KR |ENG
The Journey of Vision and the Period of Self-portrait
-JUNG Kangja in late 1990s
March, 1997 Kim Bokyoung | Art critic, Professor at Hongik University
1 For the last 10 years between 1980s and mid 1990s, we can clearly see what Jung Kangja's art world is like through her autobiographic essay called <A fantastic world of flame> <Dream, Illusion, and Challenge>. As you can notice by the titles of her work, she is a woman with flame, fantasy, and dream as well as strong will for challenges. I believe that anyone who has seen her just once would notice that this not only by acquaintance. This comes through every work of hers that holds passionate light and strong power.
She has been roaming around many back countries since the time of her stay in Singapore for five years. After traveling South-America in 1987, she recalled "I am determined not to travel again for I had very rough times, but as the time passes I was dying to go to Africa to seek may dream" and said that she must have vagrant habit just like a gypsy. Fortunately, I think that these two different characteristics hidden under the vagrant habit helps Jung Kangja to express her natures through paintings. As mentioned before, her love for dreams and fantasies which are bearded with flames and her ceaseless incitements to challenges are the two different characteristics.
2 In a single word, she wanted to paint bright images which can hold out her life. For this reason, these visions are not only a vision itself but also a <self-portrait> that she herself has experienced. In other words, to her the painting is not only an expression of a journey to seek her dreams but also the face and the mind of herself.
To seek true being of herself has made every effort to extend her knowledge firmly.
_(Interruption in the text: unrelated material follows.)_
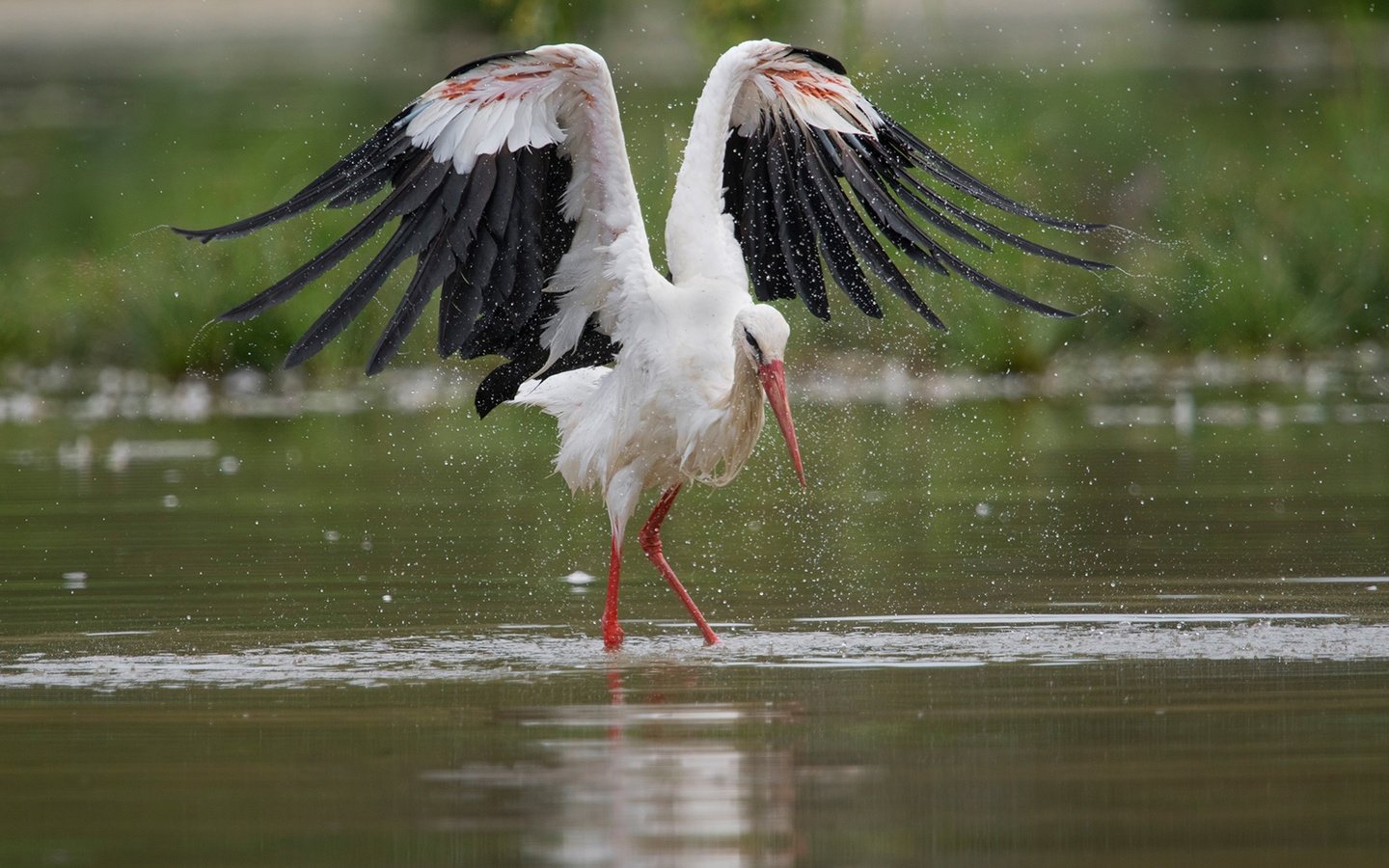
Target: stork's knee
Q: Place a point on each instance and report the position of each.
(650, 539)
She has been traveling over 30 back countries studying widely from manners and people to their primitive cultures. "Poorer and less civilized the country is the people's belief in local god get deeper. Seems to me everything that uncivilized natives made and draw for their local gods are work of art" said she. This comment reveals a part of her traveling experiences briefly. Needless to say, she was interested not only at the world's customs but also at our traditional cultural heritage. Mandala, tanghwa, moosok, danchung, and fork art provided her with so many ideas and inspirations, and above all, they incited her to open up herself and her dreams.
3 Jung Kangja's recent art works, especially the works of the late 90s, filters out the past ten years search and are based on it. In other worlds, her works came from the effort to build a world closer to her by excelling the past researches. Her sayings "For the past three years, I tried hard to change my art styles." Or "So many times I had to feel the pain of waking up from my sleep soaked with sweat. Then one day a good piece of art work came upon me but I felt that It was very familiar. The question soon met the solution. It was from the time when I was so absorbed in the batik, 17 years ago in Singapore. It was the work of my past. I realized then my style of art doesn't change whatever or however I try," in the "work note" seems to tell us the maturation of her art works.
In recent art works, she tries hard to express the lights and visions of her inner world and experience to bring herself into relief. Not only the images in <Portrait of a girl> <Portrait with the cow> <Scene with a horse> <The children are falling> <Even if the earth falls tomorrow> but also the art works of the size number 80 <Desolated landscape> <Tree laden with gem> <Spider> and small art works like <The child looking at the bird> <Knitting> <The lady looking at a mirror> are pedigrees of these. conclusion the exhibiting art works can be read as follows.
The first is a desolated field, which would be easily found in the back countryside of Africa, with no living except a girl changed into a marble statue. The second work shows dreary landscapes which lost its splendid natural color by pollution. The third is an illusion of her covering up many planets in the space all of sudden as she is knitting or her sitting on a coconut tree, knitting with a spider's web. Lastly, these are a group of people in a cold-hearted city whirling around the thick buildings.
4 What's specially noteworthy is that in spite of her vagrant habit, she paints the surrounding matters in a consistent style and in coloring she emphasis either on strong contrast or clear-cut features. Also she favors the three-dimensional shaping in her pictures rather than two-dimensional images.
This way she clearly expresses individuality of her own style in the work. Dashing off with almost one stroke of a brush or a picture painted as if the brush is dancing waltz, her inner feelings are expressed through slow but definite presentations. Symbolic and decorated things, in other words unplanned, surfaced, and filament element as well as her inner feelings rather than realistic simplicity, are revealed through subtle tonality. These are the characteristics of her recent work. So to speak, for Jung Kangja this private exhibition is very meaningful in a way that she can judge her transfiguration. And it is certain that this transfiguration actively mixes up all the journeys she had made and helps her to seek true existence of herself.